攻撃メールの受信者が、過去にメールのやりとりをしたことのある実在の相手になりすまし、氏名・メールアドレス・メール内容の一部を悪用して攻撃メールを発信します。そして、ほかの攻撃メールと同様に、添付ファイルを開いてコンテンツを有効化した時点で感染する仕組みです。
■旬のテーマを取り扱った攻撃メール
Emotetは、クライアントなどから送信されたメールを装うだけでなく、身近なテーマを題材に忍び寄ることもあります。
代表例としては、「新型コロナウイルス」に関連する情報を装った攻撃メールです。実際に、新型コロナウイルスの感染予防を啓発するメールを装ってサイトなどに誘導し、感染した事例があります。
また、あたかも自分に関係するような旬なメールも危険です。
実際に医療機関に勤務している医師に「提出いただいた研究論文についての質問です。」というメールが届き、添付ファイルを開いてコンテンツを有効化し、感染したケースもあります。
Emotet(エモテット)の感染有無はこれでわかる
2021年1月にユーロポール(欧州刑事警察機構)によって制圧されたマルウェア「Emotet」が再流行しているとして、JPCERT/CCが2月10日に注意喚起しました。
Emotetに感染していないか不安な人は、JPCERT/CCが公開しているツール「EmoCheck」で感染の有無を確認してみましょう。
EmoCheckはJPCERT/CCが2020年2月にGitHubで公開した、Emotetの感染有無を確認できるシンプルなツールです。GitHubの配布ページから「emocheck_x86.exe」か「emocheck_x64.exe」をダウンロードし、調べたい端末上でファイルを実行するだけで「Emotetのプロセスが見つかりました」「Emotetは検知されませんでした」といった結果が表示されます。
感染を確認した場合は、EmoCheckの画面上に「プロセス名:certreq.exe」「イメージパス:(フォルダの場所)」などと表示されます。
ユーザーは、タスクマネージャーを開いて「certreq.exe」などEmoCheckで表示されたプロセスを強制終了し、イメージパスで提示された場所にある実行ファイルを削除することでEmotetを端末から駆逐できるといいます。
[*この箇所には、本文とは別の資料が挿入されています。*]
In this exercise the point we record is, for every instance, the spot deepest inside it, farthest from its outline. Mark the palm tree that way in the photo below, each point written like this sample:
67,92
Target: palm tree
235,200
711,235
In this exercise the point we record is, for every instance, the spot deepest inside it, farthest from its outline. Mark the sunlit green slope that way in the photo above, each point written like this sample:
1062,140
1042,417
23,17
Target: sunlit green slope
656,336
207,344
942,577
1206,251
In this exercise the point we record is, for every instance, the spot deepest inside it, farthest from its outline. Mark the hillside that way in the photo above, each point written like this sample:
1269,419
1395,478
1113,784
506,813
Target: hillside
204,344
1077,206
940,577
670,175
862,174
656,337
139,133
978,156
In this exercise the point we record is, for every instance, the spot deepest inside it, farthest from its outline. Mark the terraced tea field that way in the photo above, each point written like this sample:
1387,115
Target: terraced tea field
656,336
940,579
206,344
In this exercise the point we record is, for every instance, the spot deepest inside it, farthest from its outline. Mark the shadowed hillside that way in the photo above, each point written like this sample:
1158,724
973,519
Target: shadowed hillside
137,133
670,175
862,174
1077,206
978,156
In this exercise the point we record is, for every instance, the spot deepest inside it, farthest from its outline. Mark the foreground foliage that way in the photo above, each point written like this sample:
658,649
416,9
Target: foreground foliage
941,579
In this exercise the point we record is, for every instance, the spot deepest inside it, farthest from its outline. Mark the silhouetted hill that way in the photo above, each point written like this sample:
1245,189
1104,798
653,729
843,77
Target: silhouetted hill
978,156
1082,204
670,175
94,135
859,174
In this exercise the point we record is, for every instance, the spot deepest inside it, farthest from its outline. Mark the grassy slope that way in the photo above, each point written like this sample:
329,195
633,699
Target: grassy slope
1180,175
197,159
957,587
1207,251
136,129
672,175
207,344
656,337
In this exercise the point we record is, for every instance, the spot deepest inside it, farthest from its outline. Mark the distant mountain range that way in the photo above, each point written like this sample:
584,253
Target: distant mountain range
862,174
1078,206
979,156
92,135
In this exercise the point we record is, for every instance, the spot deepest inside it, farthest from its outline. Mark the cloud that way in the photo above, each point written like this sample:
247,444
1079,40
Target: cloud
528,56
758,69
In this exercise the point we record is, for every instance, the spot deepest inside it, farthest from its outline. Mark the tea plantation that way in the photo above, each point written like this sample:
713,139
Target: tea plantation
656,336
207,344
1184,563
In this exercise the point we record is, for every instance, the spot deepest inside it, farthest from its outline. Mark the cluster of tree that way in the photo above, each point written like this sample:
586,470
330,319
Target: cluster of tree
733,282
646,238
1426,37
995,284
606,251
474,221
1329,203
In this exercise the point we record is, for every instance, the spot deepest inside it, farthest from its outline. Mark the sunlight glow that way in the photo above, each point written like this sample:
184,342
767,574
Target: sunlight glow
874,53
もし不明な点があれば、弊社までお問合せください。
info@japan-resilience.co.jp
Emotetはメールを介して感染を広げるマルウェアです。
クラシエグループやライオン、積水ハウスグループ、リコーグループのリコーリースなどで感染が確認され、JPCERT/CCが注意喚起していますので、皆さんもこの記事を社内教育にお役立てください。